Он с каждой фразой все больше возбуждался, взгляд становился беспокойным, в глазах засверкали тревожные огоньки. Он не говорил, а словно выстреливал напряженные, искрящиеся огнем гневные слова. Слугарев обратил внимание на его голос - необыкновенно молодой, юношеский, со звоном. Лицо его как-то сразу преображалось, распрямлялось, стирая сеть морщинок, становилось гордым и симпатичным.
- Это было в Париже. В опере дебютировала молодая необыкновенно талантливая балерина - француженка. В почетной ложе сидела ее соперница - старая, похожая на бабу-ягу представительница богом избранного народа, вокруг которой в течение многих лет сионистская реклама создавала ореол славы и совершенства.

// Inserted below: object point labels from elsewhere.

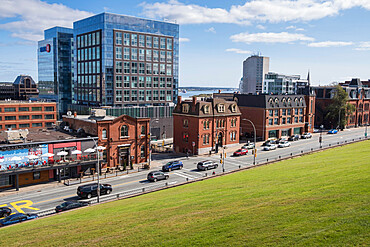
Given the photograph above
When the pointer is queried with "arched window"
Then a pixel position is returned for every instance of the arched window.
(124, 131)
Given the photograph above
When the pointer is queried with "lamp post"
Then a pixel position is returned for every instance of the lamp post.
(320, 139)
(254, 148)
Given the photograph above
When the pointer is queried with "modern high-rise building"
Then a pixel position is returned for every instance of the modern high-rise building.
(55, 65)
(254, 70)
(125, 61)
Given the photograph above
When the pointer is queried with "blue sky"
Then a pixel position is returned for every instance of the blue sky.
(330, 38)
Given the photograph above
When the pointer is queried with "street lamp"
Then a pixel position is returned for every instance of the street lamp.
(320, 139)
(254, 148)
(150, 140)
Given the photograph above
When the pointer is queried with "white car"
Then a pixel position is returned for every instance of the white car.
(269, 147)
(284, 144)
(248, 146)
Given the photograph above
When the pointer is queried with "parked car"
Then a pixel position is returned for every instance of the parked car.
(15, 218)
(293, 138)
(240, 152)
(70, 205)
(173, 165)
(248, 146)
(154, 176)
(4, 211)
(206, 165)
(269, 142)
(332, 131)
(306, 136)
(284, 144)
(269, 147)
(90, 190)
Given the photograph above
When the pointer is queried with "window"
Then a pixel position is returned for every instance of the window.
(10, 109)
(9, 118)
(142, 151)
(23, 117)
(104, 134)
(124, 131)
(36, 124)
(27, 108)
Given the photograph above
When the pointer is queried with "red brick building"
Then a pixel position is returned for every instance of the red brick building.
(204, 125)
(359, 96)
(126, 139)
(24, 114)
(274, 116)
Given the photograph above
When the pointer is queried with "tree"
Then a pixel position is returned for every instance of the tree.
(338, 111)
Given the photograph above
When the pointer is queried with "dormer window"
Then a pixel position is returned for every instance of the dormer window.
(233, 108)
(185, 108)
(221, 108)
(206, 109)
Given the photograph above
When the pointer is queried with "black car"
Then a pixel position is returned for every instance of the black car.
(70, 205)
(293, 138)
(172, 166)
(89, 190)
(157, 175)
(206, 165)
(268, 142)
(4, 211)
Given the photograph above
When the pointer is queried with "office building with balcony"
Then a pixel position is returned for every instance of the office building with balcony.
(55, 63)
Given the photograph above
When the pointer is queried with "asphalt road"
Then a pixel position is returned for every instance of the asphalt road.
(31, 202)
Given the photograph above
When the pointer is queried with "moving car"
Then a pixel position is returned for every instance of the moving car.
(269, 147)
(4, 211)
(206, 165)
(154, 176)
(69, 205)
(306, 136)
(332, 131)
(248, 146)
(269, 142)
(293, 138)
(90, 190)
(284, 144)
(240, 152)
(172, 166)
(15, 218)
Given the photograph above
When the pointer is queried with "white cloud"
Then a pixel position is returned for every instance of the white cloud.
(254, 10)
(182, 40)
(363, 46)
(282, 37)
(238, 51)
(29, 18)
(330, 44)
(211, 30)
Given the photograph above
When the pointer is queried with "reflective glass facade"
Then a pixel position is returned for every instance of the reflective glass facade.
(101, 81)
(55, 63)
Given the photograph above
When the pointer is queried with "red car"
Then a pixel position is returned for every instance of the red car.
(240, 152)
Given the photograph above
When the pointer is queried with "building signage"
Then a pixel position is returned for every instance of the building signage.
(45, 48)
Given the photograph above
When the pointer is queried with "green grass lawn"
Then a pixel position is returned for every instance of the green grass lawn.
(319, 199)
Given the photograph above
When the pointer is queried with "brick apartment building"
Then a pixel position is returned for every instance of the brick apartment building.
(204, 125)
(126, 139)
(274, 116)
(359, 96)
(24, 114)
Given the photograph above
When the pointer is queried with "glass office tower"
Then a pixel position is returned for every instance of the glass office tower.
(55, 63)
(125, 61)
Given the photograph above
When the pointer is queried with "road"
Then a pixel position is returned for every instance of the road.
(48, 198)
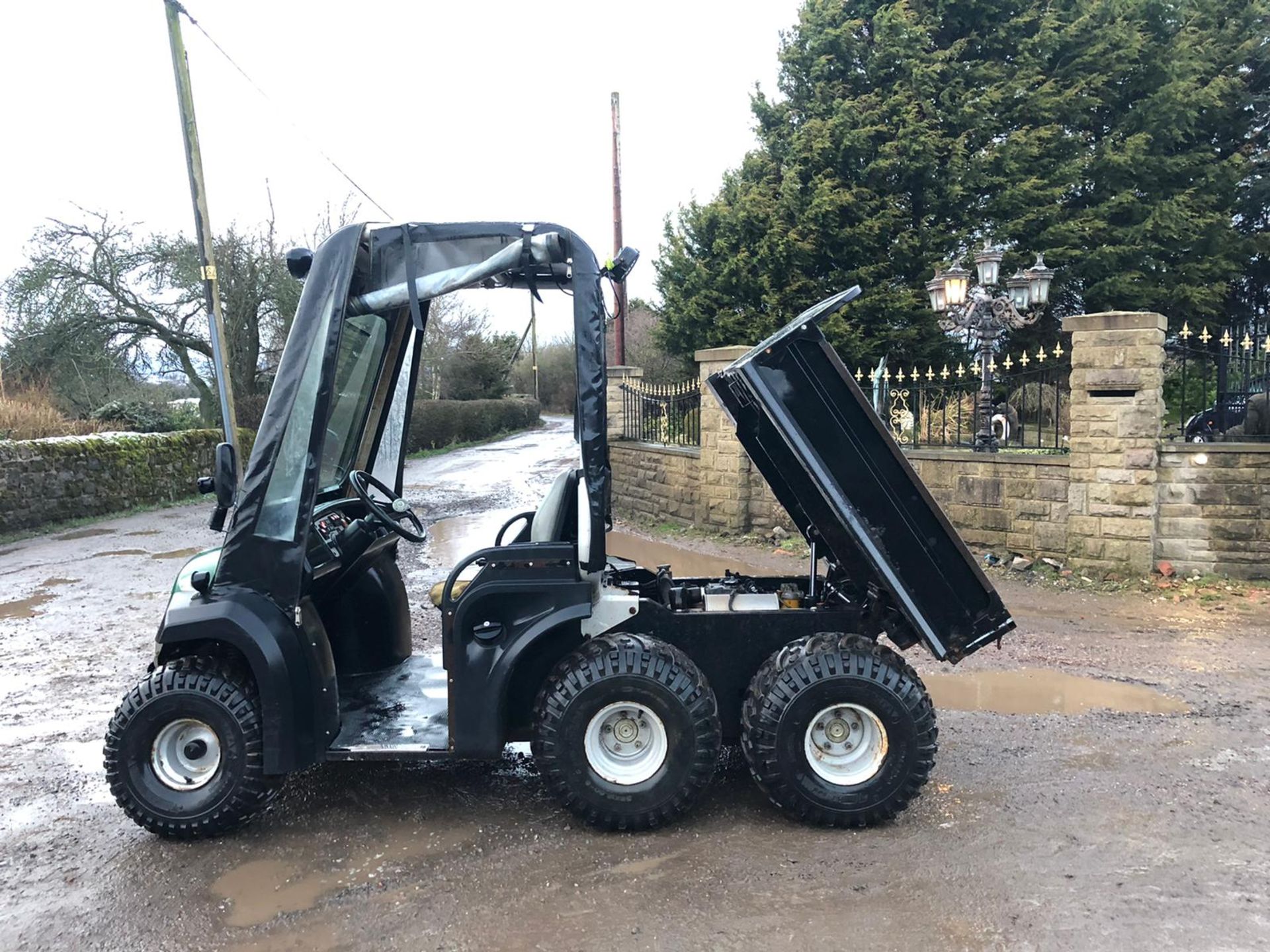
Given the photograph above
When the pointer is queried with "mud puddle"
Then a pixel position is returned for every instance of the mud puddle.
(178, 554)
(24, 607)
(451, 539)
(261, 890)
(84, 534)
(1035, 691)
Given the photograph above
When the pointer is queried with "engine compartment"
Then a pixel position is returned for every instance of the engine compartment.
(732, 592)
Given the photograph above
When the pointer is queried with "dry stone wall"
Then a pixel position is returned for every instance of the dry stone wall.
(69, 477)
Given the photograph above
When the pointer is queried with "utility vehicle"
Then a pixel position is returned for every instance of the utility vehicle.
(291, 645)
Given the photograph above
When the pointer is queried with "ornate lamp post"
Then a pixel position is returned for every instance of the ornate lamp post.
(986, 313)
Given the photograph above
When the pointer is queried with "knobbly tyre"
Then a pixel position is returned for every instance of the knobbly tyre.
(291, 644)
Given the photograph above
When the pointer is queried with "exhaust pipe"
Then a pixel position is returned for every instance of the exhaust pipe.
(545, 249)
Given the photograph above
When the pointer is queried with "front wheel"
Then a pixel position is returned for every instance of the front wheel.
(839, 730)
(626, 733)
(185, 754)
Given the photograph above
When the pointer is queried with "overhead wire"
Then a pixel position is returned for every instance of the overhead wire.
(265, 95)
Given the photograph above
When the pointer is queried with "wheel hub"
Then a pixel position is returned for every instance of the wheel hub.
(625, 743)
(846, 744)
(186, 754)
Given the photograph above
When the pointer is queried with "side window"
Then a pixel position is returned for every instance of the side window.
(385, 465)
(357, 370)
(280, 512)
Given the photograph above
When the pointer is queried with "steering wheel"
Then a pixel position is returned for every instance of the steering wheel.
(396, 516)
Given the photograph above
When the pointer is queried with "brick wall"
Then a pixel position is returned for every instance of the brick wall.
(1214, 508)
(1001, 502)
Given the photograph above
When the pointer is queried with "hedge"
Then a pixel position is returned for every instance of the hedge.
(439, 423)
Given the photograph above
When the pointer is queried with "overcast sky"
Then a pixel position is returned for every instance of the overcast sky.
(441, 111)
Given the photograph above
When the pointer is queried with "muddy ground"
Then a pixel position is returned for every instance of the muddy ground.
(1103, 782)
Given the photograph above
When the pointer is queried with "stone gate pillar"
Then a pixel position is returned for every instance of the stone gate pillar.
(724, 471)
(1118, 405)
(616, 376)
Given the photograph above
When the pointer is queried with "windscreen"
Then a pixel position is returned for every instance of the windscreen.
(357, 370)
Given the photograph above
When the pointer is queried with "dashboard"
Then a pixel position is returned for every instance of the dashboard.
(341, 539)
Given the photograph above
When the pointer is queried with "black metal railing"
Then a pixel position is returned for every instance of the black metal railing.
(1212, 377)
(940, 407)
(662, 413)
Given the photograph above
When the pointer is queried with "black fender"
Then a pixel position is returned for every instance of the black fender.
(292, 666)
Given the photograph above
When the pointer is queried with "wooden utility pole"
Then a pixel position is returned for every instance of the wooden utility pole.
(207, 255)
(619, 287)
(534, 346)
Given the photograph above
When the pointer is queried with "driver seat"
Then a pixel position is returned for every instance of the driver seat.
(554, 521)
(556, 517)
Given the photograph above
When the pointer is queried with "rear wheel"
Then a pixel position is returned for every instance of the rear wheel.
(183, 752)
(626, 733)
(839, 730)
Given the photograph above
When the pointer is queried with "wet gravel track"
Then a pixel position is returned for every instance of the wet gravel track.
(1091, 830)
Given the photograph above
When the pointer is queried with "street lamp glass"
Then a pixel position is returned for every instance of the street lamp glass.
(988, 263)
(956, 284)
(1019, 291)
(1039, 278)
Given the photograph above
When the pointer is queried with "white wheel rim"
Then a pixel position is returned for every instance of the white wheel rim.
(626, 743)
(186, 754)
(846, 744)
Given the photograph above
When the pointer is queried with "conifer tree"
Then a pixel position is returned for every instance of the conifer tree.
(1126, 139)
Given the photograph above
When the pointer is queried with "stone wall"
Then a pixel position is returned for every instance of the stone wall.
(1000, 502)
(52, 480)
(654, 483)
(1214, 508)
(1117, 503)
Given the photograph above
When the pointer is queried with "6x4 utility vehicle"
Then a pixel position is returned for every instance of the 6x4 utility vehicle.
(292, 645)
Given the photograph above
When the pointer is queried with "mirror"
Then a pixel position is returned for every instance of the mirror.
(225, 475)
(225, 484)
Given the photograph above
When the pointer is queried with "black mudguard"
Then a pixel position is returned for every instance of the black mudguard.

Создавать рекламу они мастера. Подберут в публичном доме смазливую девчонку, наглую, развязную истеричку с испитым голосом, отмоют, причешут, пригладят, размалюют, сунут в руки микрофон, выпустят на самую фешенебельную арену, объявят звездой века, и доверчивая, неискушенная, наделенная стадным инстинктом публика будет беситься от восторга, вздыхать, ахать и охать. И для нее эта девка, лишенная даже намека на талант, с ее пошлыми куплетами, такими же пошлыми, как и ее манеры, станет эталоном вокала. Вспомни перуанскую певицу - авантюристку Иму Сумак. Сколько лет эта женщина-птица, как называла ее сионистская реклама, дурачила доверчивых простаков, зарабатывая на их невежестве миллионы. А ведь она, говорили, чуть ли не ваша соотечественница, родители ее выходцы из Одессы. - Руки его метались в беспокойном порыве и дрожали. Он вдруг сообразил, что в спешке, под напором скопившихся мыслей и чувств, ушел в сторону, но сделал виноватую паузу и продолжал: - Да, о балерине. Треть зала - клакеры, профессиональные, надрессированные. У них задание - унизить, оплевать и растоптать молодую талантливую балерину, восходящую звезду национального балета, и одновременно воздать хвалу старой вульгарной танцовщице, некоронованной королеве балета, богине Сиона. И вот представь себе, Янек, чарующую музыку и юную фею - Джульетту, чистую, непорочную, с душой возвышенной, с ясным мечтательным взором. И в самые трогательные минуты в притихшем зале раздается глупое дурацкое хихиканье, преднамеренный кашель, хулиганский смех, пьяный говор. Это клакеры принялись за работу. Публика, конечно, возмущена, нескольких наемников удаляют из зала. Но каково ей, молодой балерине. И вот финал, зал стоя рукоплещет, очарованный и потрясенный великолепием таланта. Раздаются восторженные возгласы: "Браво!" Молодая балерина выходит на авансцену, по проходам к сцене бегут зрители с букетами цветов и, добежав до сцены, во все глотки орут не имя дебютантки, а имя старой танцовщицы и бросают ей в ложу цветы. Представляешь: не дебютантке, а ее сопернице. Так работает клака.